We still believe in the approach despite ShopHouse

“Although the exotic ShopHouse cuisine was not able to attract sufficient customer loyalty and visit frequency to make it a viable growth strategy for us, we continue to believe that our approach to food, people and unit economics with the right cuisine, with the right concept, can lead to a compelling growth strategy. And we are optimistic that our other growth seeds, serving pizza and soon burgers, both of which have broad customer appeal can become further growth strategies for us. While this was not an easy decision, we trust in our overall growth seed approach where we can innovate and develop new concepts, with a relatively small capital investment and little or no distraction to the Chipotle business. ”

Montgomery F. Moran – Chipotle Mexican Grill, Inc.

We are keenly aware that safe food alone will not bring people to restaurants

“At the same time, we are keenly aware that safe food alone will not bring people into our restaurants.

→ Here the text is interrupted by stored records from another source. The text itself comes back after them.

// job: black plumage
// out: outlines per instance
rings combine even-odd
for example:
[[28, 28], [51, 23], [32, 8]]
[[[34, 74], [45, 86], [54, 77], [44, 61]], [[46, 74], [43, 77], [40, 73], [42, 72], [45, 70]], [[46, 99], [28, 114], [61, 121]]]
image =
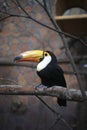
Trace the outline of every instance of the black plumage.
[[[47, 87], [52, 87], [55, 85], [66, 87], [63, 70], [60, 66], [58, 66], [56, 56], [50, 51], [46, 52], [50, 54], [52, 60], [44, 69], [37, 71], [37, 74], [41, 79], [41, 83]], [[66, 106], [66, 99], [58, 98], [57, 102], [60, 106]]]

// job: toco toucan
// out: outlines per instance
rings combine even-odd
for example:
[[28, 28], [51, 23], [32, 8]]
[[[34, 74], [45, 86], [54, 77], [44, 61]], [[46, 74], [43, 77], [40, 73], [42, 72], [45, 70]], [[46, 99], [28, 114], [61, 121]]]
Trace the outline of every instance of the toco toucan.
[[[63, 70], [60, 66], [58, 66], [57, 58], [51, 51], [26, 51], [15, 57], [14, 61], [38, 62], [37, 74], [40, 77], [43, 85], [47, 87], [52, 87], [55, 85], [66, 87]], [[60, 106], [66, 106], [66, 99], [58, 98], [57, 102]]]

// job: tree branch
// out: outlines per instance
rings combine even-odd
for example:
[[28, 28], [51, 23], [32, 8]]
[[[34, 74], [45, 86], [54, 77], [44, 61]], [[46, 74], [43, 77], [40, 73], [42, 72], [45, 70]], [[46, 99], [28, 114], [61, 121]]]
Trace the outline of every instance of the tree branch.
[[[85, 91], [87, 100], [87, 91]], [[21, 85], [0, 85], [0, 95], [39, 95], [39, 96], [52, 96], [67, 99], [68, 101], [84, 101], [81, 91], [77, 89], [68, 89], [61, 86], [53, 86], [38, 90], [30, 89], [29, 87], [22, 87]]]

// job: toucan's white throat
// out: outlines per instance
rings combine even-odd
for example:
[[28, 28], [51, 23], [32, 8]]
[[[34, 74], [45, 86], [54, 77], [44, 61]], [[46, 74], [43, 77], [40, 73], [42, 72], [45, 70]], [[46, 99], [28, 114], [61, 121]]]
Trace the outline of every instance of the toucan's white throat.
[[51, 62], [51, 56], [45, 56], [44, 59], [37, 65], [37, 71], [41, 71]]

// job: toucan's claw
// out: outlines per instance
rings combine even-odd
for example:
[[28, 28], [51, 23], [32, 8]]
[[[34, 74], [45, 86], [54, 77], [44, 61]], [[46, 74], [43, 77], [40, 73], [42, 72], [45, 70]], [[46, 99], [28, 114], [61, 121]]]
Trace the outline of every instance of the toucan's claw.
[[47, 88], [47, 86], [43, 86], [41, 83], [39, 83], [39, 84], [37, 84], [37, 85], [35, 86], [35, 89], [36, 89], [36, 90], [42, 90], [42, 89], [45, 89], [45, 88]]

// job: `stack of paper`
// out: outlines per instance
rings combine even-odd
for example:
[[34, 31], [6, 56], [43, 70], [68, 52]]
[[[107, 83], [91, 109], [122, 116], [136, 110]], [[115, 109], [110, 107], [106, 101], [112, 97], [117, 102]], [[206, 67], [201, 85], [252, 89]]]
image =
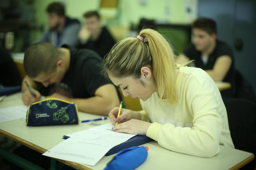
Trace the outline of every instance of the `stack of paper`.
[[107, 130], [113, 126], [109, 123], [73, 133], [43, 155], [94, 166], [111, 148], [136, 135]]

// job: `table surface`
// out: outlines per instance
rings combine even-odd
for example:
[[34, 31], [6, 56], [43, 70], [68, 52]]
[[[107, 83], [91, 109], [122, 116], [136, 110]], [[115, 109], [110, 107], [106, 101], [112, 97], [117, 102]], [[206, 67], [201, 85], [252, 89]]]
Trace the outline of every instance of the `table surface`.
[[[0, 108], [22, 104], [21, 93], [10, 95], [0, 102]], [[80, 112], [80, 118], [98, 118], [100, 116]], [[102, 124], [109, 122], [100, 121]], [[93, 127], [88, 122], [78, 125], [31, 127], [26, 126], [25, 120], [16, 120], [0, 123], [0, 133], [41, 153], [50, 150], [64, 139], [63, 135]], [[145, 162], [136, 169], [238, 169], [253, 160], [251, 153], [220, 146], [220, 153], [211, 158], [201, 158], [178, 153], [165, 149], [156, 141], [142, 146], [149, 148]], [[80, 169], [102, 170], [114, 155], [104, 156], [93, 167], [57, 160]]]

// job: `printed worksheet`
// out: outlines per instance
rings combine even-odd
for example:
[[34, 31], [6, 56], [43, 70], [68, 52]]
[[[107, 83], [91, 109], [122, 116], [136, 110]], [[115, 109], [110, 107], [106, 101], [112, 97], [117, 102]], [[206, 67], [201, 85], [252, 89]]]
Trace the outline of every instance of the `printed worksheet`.
[[135, 136], [107, 129], [113, 126], [108, 123], [74, 133], [43, 155], [94, 166], [111, 148]]
[[28, 106], [19, 105], [0, 109], [0, 123], [26, 117]]

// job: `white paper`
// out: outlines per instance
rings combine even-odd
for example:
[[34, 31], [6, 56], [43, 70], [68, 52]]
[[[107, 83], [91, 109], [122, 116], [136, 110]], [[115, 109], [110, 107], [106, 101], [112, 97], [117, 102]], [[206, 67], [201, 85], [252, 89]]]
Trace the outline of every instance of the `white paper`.
[[2, 100], [3, 100], [3, 99], [4, 99], [4, 98], [5, 97], [5, 96], [6, 96], [6, 95], [4, 95], [4, 96], [3, 96], [0, 97], [0, 102], [1, 102], [1, 101]]
[[73, 133], [43, 155], [94, 166], [111, 148], [136, 135], [106, 129], [113, 126], [110, 123]]
[[19, 105], [0, 109], [0, 123], [26, 117], [28, 106]]
[[114, 125], [110, 123], [107, 123], [106, 124], [102, 124], [101, 126], [95, 126], [95, 127], [92, 128], [87, 129], [83, 130], [82, 131], [78, 131], [78, 132], [75, 132], [73, 133], [69, 133], [68, 134], [65, 134], [65, 136], [68, 136], [71, 137], [71, 136], [76, 136], [80, 135], [81, 134], [84, 133], [84, 132], [85, 131], [87, 131], [90, 129], [99, 129], [99, 130], [106, 130], [106, 129], [111, 129], [114, 126]]

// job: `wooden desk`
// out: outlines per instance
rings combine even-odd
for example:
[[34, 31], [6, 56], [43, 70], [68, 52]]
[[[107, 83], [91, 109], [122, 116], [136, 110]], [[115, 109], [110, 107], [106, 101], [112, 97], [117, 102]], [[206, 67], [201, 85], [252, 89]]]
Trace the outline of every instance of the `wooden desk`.
[[[8, 96], [0, 102], [0, 108], [22, 104], [21, 93]], [[97, 115], [80, 112], [80, 119], [99, 117]], [[102, 124], [109, 120], [101, 121]], [[78, 125], [31, 127], [26, 126], [25, 120], [16, 120], [0, 123], [0, 134], [43, 153], [61, 142], [62, 136], [92, 126], [88, 123]], [[220, 146], [220, 153], [211, 158], [201, 158], [170, 151], [160, 146], [156, 142], [144, 144], [149, 150], [145, 162], [137, 169], [238, 169], [252, 160], [251, 153]], [[58, 160], [79, 169], [102, 170], [114, 155], [105, 156], [94, 167], [74, 162]]]

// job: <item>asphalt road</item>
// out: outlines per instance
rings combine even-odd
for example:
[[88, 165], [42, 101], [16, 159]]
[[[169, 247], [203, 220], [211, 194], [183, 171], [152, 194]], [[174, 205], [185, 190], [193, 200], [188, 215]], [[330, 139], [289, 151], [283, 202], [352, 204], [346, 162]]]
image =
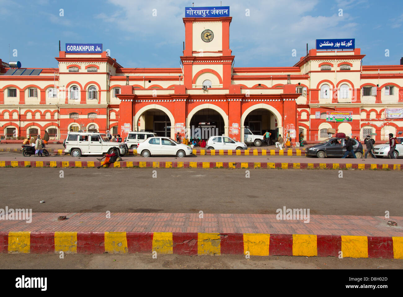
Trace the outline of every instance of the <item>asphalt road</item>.
[[[0, 208], [33, 212], [198, 212], [403, 216], [400, 171], [0, 169]], [[45, 203], [39, 202], [44, 200]]]
[[[401, 269], [403, 260], [337, 257], [183, 256], [151, 254], [0, 254], [2, 269]], [[28, 273], [27, 272], [27, 273]], [[56, 272], [57, 273], [57, 272]], [[3, 287], [6, 288], [3, 284]]]

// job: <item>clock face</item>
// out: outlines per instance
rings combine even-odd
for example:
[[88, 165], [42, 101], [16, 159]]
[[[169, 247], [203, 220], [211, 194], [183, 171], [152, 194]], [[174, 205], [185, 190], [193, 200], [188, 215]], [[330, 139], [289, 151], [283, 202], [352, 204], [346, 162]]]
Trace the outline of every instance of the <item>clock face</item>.
[[205, 42], [209, 42], [214, 38], [214, 33], [211, 30], [206, 29], [202, 32], [202, 40]]

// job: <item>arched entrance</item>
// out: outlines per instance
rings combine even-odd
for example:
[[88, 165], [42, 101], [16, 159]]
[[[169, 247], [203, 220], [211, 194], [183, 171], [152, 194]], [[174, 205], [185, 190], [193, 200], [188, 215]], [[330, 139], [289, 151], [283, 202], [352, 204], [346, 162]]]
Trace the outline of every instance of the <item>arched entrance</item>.
[[195, 112], [190, 118], [188, 128], [189, 140], [193, 138], [207, 140], [210, 136], [225, 134], [225, 122], [216, 110], [203, 108]]
[[143, 107], [136, 114], [133, 130], [151, 131], [159, 136], [171, 137], [175, 124], [173, 116], [165, 107], [154, 105]]
[[247, 138], [244, 128], [249, 127], [251, 131], [255, 135], [263, 135], [268, 131], [272, 133], [272, 143], [282, 134], [281, 116], [275, 108], [264, 103], [251, 106], [241, 117], [241, 141], [246, 141]]

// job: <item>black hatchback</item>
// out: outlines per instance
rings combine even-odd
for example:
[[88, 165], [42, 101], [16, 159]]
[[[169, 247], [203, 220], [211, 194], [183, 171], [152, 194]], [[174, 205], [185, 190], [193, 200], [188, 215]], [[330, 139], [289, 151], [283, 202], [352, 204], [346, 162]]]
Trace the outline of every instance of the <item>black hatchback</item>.
[[[353, 143], [353, 150], [355, 157], [360, 158], [364, 155], [362, 145], [357, 139], [350, 138]], [[317, 144], [305, 149], [305, 155], [316, 156], [318, 158], [343, 157], [347, 150], [343, 147], [344, 138], [332, 138], [322, 140]], [[352, 158], [351, 154], [349, 156]]]

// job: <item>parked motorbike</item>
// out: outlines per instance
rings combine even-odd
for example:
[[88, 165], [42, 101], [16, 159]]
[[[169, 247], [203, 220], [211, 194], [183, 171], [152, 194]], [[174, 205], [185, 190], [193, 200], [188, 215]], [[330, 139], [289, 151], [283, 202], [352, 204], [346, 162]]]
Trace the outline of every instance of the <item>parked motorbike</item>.
[[[35, 147], [31, 146], [31, 145], [23, 145], [21, 146], [23, 147], [23, 155], [24, 157], [29, 157], [32, 155], [35, 154]], [[48, 157], [49, 155], [49, 153], [45, 147], [46, 146], [45, 145], [45, 143], [42, 143], [42, 152], [43, 152], [44, 155], [45, 155], [46, 157]]]

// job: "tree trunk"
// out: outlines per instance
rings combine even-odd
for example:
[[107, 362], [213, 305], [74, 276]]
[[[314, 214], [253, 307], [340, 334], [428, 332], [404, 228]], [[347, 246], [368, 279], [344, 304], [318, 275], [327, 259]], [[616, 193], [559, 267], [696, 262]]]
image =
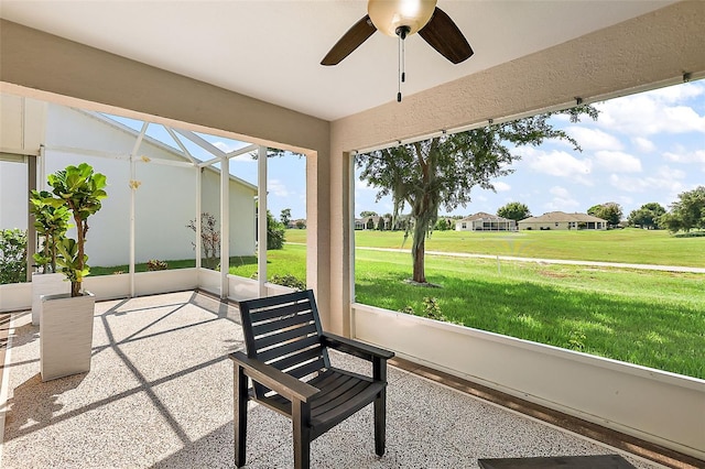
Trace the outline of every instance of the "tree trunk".
[[413, 281], [417, 283], [426, 283], [426, 271], [425, 271], [425, 236], [421, 237], [421, 242], [414, 244], [414, 248], [411, 251], [411, 254], [414, 258], [414, 273]]

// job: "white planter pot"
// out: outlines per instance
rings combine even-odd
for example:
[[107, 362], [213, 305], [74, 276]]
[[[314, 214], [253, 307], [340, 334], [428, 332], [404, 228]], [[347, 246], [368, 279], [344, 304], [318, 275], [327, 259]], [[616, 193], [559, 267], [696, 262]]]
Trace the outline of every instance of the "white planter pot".
[[57, 295], [70, 292], [70, 282], [63, 273], [32, 274], [32, 325], [40, 325], [42, 295]]
[[90, 370], [96, 297], [42, 296], [40, 366], [42, 381]]

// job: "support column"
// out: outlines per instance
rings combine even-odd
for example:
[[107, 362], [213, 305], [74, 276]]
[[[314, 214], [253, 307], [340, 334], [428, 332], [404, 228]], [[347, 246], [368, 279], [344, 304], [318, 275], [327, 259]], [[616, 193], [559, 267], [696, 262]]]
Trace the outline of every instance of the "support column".
[[[32, 203], [29, 195], [36, 189], [36, 156], [26, 157], [26, 185], [28, 185], [28, 210], [26, 210], [26, 281], [32, 282], [32, 265], [34, 264], [32, 254], [36, 252], [36, 228], [32, 220]], [[44, 159], [44, 145], [40, 145], [40, 157]]]
[[220, 298], [228, 297], [230, 270], [230, 160], [220, 157]]
[[134, 236], [134, 212], [135, 212], [135, 200], [137, 200], [137, 188], [139, 187], [139, 182], [137, 181], [137, 163], [134, 157], [137, 152], [140, 150], [140, 145], [142, 144], [142, 139], [147, 133], [147, 128], [150, 126], [149, 122], [142, 123], [142, 130], [140, 130], [140, 134], [134, 141], [134, 146], [132, 146], [132, 152], [130, 153], [130, 297], [134, 297], [137, 295], [134, 288], [134, 249], [137, 246], [135, 236]]
[[257, 151], [257, 279], [267, 296], [267, 146]]

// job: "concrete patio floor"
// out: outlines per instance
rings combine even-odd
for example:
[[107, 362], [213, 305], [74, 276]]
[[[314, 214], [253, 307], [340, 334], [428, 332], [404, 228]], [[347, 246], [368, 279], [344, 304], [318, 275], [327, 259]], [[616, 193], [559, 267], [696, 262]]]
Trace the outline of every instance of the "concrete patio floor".
[[[234, 467], [237, 307], [195, 292], [96, 304], [89, 373], [43, 383], [39, 327], [13, 314], [0, 396], [4, 468]], [[332, 360], [367, 370], [335, 353]], [[0, 416], [1, 418], [2, 416]], [[375, 456], [371, 408], [312, 444], [316, 468], [473, 468], [478, 458], [621, 454], [390, 367], [387, 454]], [[0, 429], [1, 425], [0, 425]], [[249, 413], [248, 468], [293, 466], [288, 419]]]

Instead, they come for delicious food and an excellent guest experience.”

Economic model has been weakened due to lower sales volumes

“Prior to last year’s issues, Chipotle had the strongest economic model in the industry. Of course, this model has been weakened due to lower sales volumes that we’ve seen this year. While it’s critical to fully restore sales volumes and keep improving them from there, we also know that we need to improve our economic model now so that we can provide healthy returns even at lower volumes.”

Mark Crumpacker

Introducing new restaurant design

“Finally, I’d like to report on the successful launch of a new restaurant design that has been in development for more than a year. The new design is an evolution of the current design, with improvements in lighting, acoustics, seating, customer flow and the presentation of our kitchen. Additionally, the new design is more cost-effective with an average cost of $760,000, which is about $40,000 less expensive than our current restaurant design. We also anticipate a reduction in maintenance and repair as a result of this new design. ”

Adding second make line in restaurants

“the second make line that Steve referred to, we’ve had one in our restaurants for many, many, many years but the classic version. This new version is much more efficient. Whether or not you have the tech component added to it or not, it’s just a better layout. It’s got bigger bins. It’s set up to be more efficient, and that new line actually is slightly cheaper than our existing second make line. And so that line that is about all the technology component on it is actually a little bit cheaper than our existing line. And so we’re going to move quickly to have all of our restaurants outfitted with that new line starting in March 2017”

John Hartung

Aiming for high single digit comps in 2017

” we believe we can deliver comps in the high single-digit range for the full year in 2017. Of course, we hope these strategies will deliver an even greater sales increase.”

We are confident that we can fully recover our restaurant margins

” We continue to believe we can, over time, fully recover our restaurant margins as sales recover. From the unit economic standpoint, these projected results would lead to an average restaurant volume of around $2 million and restaurant ROI of around 50%. And the return potential for new stores is even greater as we expect the average new store investment to decline to around $760,000 in 2017.”

Tight Avocado supply

“Avocado supply declined during the summer. We began to experience higher pricing. Although we had hoped that this would be a temporary spike, in recent weeks though, supply has become even tighter and pricing has become much more volatile than expected. In fact, we’ve seen that some competitors recently have posted signs on their doors saying they are out of avocados altogether.”